Reputation: 1327
I am trying to copy files from S3 to HDFS using the following command:
hadoop distcp s3n://bucketname/filename hdfs://namenodeip/directory
However this is not working, getting an error as following:
ERROR tools.DistCp: Exception encountered
java.lang.IllegalArgumentException: Invalid hostname in URI
I have tried to add the S3 keys in hadoop conf.xml, and it is also not working.
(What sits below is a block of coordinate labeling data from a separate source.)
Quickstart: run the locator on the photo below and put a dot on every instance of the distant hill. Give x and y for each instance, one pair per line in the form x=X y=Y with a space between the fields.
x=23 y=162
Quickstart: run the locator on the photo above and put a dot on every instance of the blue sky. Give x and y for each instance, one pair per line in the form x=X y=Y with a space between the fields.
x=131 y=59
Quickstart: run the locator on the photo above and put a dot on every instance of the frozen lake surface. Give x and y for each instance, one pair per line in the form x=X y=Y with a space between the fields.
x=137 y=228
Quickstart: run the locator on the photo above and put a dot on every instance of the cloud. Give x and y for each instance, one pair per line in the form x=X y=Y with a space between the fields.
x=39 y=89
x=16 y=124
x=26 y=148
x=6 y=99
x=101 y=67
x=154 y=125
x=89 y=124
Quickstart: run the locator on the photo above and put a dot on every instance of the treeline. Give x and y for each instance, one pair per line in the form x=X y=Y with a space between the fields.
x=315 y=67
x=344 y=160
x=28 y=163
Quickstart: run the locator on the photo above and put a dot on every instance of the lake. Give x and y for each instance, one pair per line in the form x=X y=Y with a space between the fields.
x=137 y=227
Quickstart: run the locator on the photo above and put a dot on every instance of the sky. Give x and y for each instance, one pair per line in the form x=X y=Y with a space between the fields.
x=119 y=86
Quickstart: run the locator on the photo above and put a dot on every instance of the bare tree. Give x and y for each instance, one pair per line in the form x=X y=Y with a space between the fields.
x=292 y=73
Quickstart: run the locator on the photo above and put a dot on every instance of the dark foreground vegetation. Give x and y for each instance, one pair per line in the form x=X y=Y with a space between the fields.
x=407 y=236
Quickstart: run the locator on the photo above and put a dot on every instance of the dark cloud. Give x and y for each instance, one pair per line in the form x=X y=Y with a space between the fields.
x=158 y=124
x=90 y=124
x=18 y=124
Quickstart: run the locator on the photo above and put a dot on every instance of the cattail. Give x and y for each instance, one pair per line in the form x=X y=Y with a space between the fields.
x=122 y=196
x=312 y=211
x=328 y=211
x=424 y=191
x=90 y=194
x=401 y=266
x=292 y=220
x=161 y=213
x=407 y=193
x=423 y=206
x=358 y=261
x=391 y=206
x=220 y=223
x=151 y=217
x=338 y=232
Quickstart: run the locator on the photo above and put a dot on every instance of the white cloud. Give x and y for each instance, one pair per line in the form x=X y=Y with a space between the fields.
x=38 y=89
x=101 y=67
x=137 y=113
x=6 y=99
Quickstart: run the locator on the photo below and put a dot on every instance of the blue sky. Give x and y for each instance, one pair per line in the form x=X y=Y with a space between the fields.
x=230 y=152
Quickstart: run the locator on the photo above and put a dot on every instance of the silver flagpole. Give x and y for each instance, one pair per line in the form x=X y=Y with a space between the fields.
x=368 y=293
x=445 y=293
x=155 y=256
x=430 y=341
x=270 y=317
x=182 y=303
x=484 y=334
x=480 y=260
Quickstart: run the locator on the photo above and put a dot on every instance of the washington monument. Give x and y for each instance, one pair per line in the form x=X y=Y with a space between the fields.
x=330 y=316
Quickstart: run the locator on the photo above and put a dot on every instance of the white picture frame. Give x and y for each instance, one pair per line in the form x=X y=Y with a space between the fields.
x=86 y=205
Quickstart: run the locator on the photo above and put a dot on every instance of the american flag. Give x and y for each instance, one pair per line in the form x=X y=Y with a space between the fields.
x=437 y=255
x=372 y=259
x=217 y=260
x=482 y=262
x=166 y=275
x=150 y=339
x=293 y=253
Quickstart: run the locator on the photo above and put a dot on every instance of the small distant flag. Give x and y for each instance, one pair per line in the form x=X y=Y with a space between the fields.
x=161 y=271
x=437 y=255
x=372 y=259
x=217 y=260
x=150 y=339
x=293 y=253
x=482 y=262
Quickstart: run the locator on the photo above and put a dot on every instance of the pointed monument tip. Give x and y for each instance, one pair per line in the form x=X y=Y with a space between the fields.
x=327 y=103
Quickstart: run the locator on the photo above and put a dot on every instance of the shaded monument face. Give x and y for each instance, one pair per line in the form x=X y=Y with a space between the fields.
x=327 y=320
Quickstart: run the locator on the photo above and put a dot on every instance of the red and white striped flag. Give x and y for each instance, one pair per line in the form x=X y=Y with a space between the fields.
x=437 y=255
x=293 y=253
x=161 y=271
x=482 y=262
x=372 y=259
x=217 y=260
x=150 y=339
Please help me the appropriate step by step procedure to achieve the file copy from S3 to HDFS.
Thanks in advance.
Upvotes: 2
Views: 27527
Reputation: 1327
The command should be like this :
Hadoop distcp s3n://bucketname/directoryname/test.csv /user/myuser/mydirectory/
This will copy test.csv file from S3 to a HDFS directory called /mydirectory in the specified HDFS path. In this S3 file system is being used in a native mode. More details can be found on http://wiki.apache.org/hadoop/AmazonS3
Upvotes: 7
Reputation: 3557
Copy log files stored in an Amazon S3 bucket into HDFS. Here --srcPattern option is used to limit the data copied to the daemon logs.
Linux, UNIX, and Mac OS X users:
./elastic-mapreduce --jobflow j-3GY8JC4179IOJ --jar \
/home/hadoop/lib/emr-s3distcp-1.0.jar \
--args '--src,s3://myawsbucket/logs/j-3GY8JC4179IOJ/node/,\
--dest,hdfs:///output,\
--srcPattern,.*daemons.*-hadoop-.*'
Windows users:
ruby elastic-mapreduce --jobflow j-3GY8JC4179IOJ --jar /home/hadoop/lib/emr-s3distcp-1.0.jar --args '--src,s3://myawsbucket/logs/j-3GY8JC4179IOJ/node/,--dest,hdfs:///output,--srcPattern,.*daemons.*-hadoop-.*'
Please check this link for more :
http://docs.aws.amazon.com/ElasticMapReduce/latest/DeveloperGuide/UsingEMR_s3distcp.html
Hope this helps!
Upvotes: 1